With the rapid changes in virtually all aspects of the cyber domain, one might think that with this starting point, approaching three years old, the collection would be dated.
However, that is not the case at all. Bytes, Bombs, and Spies is current and up-to-date, with the 2016 workshop only representing a starting point as one of the first unclassified meetings of experts to consider the subject matter. The collection represents current thinking at the unclassified level. Moreover, in contrast to many collections representing the output of meetings, workshops, etc., this is a well-written, well edited, and very readable work.
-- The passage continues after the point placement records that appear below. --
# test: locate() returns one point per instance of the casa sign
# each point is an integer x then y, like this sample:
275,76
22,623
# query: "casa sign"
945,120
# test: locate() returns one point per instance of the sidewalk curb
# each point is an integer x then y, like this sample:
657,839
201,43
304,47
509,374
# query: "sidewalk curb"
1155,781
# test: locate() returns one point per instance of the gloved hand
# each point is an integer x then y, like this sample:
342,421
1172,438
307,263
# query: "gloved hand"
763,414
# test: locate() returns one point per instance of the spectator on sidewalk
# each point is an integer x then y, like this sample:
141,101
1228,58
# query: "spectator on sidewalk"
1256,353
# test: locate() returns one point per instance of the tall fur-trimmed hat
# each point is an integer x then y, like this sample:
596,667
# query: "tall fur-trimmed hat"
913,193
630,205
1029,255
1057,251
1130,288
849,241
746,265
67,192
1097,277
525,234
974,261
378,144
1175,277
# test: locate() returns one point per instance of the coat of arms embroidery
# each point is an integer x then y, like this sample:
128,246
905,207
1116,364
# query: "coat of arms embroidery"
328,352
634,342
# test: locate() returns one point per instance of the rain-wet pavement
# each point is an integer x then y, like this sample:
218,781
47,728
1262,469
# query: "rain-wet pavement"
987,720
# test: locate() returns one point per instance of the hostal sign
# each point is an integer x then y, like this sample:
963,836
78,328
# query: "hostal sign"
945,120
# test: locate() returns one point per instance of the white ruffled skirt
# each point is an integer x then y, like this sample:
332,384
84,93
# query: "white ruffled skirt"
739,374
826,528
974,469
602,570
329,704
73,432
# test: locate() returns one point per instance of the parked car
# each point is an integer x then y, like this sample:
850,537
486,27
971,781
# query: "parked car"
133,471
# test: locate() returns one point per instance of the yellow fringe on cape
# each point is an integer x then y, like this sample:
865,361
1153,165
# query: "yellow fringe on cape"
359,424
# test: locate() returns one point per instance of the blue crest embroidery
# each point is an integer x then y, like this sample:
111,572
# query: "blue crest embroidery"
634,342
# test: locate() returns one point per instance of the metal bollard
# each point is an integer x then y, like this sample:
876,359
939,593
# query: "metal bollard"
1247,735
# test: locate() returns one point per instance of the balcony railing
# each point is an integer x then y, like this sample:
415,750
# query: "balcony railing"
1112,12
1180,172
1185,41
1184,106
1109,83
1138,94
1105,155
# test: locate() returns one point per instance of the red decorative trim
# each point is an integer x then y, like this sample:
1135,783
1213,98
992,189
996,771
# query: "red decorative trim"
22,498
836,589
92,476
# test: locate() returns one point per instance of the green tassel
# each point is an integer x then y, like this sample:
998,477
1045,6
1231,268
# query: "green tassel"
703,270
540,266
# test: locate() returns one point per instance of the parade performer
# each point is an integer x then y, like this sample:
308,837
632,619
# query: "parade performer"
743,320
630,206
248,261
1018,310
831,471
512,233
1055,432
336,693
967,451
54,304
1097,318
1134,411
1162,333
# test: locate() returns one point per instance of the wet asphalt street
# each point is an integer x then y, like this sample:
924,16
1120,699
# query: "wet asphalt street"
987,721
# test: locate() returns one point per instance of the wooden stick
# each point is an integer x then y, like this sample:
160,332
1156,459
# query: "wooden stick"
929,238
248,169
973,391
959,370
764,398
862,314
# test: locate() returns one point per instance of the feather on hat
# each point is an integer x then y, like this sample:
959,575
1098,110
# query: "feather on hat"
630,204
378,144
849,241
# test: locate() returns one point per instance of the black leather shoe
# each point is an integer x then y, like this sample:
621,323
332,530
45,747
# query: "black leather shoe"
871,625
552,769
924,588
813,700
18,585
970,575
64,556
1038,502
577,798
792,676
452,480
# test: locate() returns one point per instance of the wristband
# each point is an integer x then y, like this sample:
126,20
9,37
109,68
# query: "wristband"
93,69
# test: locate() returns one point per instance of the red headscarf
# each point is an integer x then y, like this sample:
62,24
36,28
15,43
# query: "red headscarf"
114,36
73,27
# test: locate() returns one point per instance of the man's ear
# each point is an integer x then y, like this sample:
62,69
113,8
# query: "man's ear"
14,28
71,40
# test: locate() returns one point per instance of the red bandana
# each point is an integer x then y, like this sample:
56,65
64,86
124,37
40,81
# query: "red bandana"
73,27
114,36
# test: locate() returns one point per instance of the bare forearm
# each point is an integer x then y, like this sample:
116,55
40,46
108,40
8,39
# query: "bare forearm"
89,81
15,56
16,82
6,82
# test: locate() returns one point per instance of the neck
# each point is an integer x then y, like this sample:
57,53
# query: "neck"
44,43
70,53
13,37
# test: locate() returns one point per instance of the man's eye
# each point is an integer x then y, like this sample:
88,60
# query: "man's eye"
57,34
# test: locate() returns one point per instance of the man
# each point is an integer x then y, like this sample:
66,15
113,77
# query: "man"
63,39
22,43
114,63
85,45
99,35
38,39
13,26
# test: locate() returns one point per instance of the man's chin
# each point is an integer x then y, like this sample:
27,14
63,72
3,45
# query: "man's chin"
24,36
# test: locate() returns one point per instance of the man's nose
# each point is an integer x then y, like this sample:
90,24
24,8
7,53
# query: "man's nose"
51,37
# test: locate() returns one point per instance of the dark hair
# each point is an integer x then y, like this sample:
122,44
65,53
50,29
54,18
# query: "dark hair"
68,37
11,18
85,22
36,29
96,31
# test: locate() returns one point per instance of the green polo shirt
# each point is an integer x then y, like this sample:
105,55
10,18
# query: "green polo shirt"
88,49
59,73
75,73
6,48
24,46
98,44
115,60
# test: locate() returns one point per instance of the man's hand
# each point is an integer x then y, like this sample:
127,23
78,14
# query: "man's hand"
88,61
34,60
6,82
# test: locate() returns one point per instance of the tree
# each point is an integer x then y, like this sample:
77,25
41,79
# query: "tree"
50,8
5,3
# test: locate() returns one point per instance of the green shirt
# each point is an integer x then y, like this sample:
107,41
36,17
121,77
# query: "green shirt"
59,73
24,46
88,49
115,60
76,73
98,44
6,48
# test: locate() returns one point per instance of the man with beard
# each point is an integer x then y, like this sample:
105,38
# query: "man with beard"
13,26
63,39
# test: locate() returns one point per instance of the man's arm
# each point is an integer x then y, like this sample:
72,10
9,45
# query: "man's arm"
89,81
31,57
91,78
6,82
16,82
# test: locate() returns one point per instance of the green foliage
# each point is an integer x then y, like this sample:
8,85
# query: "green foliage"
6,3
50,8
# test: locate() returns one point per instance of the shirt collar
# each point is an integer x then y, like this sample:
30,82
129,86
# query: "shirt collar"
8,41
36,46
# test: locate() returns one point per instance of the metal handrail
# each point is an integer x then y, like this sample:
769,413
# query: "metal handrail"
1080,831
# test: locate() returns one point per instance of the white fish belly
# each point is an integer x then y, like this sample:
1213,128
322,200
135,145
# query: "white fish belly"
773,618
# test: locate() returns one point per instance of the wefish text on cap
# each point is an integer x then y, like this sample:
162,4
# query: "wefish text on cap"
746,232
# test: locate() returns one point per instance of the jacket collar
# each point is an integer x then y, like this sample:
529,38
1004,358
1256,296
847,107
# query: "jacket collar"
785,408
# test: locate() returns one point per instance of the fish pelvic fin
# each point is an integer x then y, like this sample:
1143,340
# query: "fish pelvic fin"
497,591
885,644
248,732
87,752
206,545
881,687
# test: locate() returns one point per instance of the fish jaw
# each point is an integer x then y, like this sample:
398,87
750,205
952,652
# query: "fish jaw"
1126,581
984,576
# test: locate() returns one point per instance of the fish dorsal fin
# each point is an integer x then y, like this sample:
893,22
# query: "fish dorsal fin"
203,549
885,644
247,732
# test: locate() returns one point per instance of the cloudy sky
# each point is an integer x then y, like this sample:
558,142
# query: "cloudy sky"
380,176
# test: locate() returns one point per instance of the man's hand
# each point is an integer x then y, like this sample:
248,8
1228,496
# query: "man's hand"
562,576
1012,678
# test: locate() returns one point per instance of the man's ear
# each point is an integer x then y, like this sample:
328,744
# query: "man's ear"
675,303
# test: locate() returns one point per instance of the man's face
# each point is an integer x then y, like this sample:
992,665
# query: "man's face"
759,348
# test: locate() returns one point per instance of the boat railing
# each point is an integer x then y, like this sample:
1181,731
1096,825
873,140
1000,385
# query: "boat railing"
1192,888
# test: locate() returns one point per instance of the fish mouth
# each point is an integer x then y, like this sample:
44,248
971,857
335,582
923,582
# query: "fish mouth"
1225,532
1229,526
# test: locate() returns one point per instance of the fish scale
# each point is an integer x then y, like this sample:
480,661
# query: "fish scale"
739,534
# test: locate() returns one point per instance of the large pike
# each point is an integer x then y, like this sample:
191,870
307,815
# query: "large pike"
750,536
In the reviewer’s experience many collections, even from the best of conferences, workshops etc. are of uneven quality, with some decent chapters, some merely adequate chapters, and unfortunately many chapters that are either badly written or so narrowly focused as to be unreadable. Bytes, Bombs, and Spies is a refreshing deviation from what may be a norm. It’s 16 chapters are uniformly well written and topical.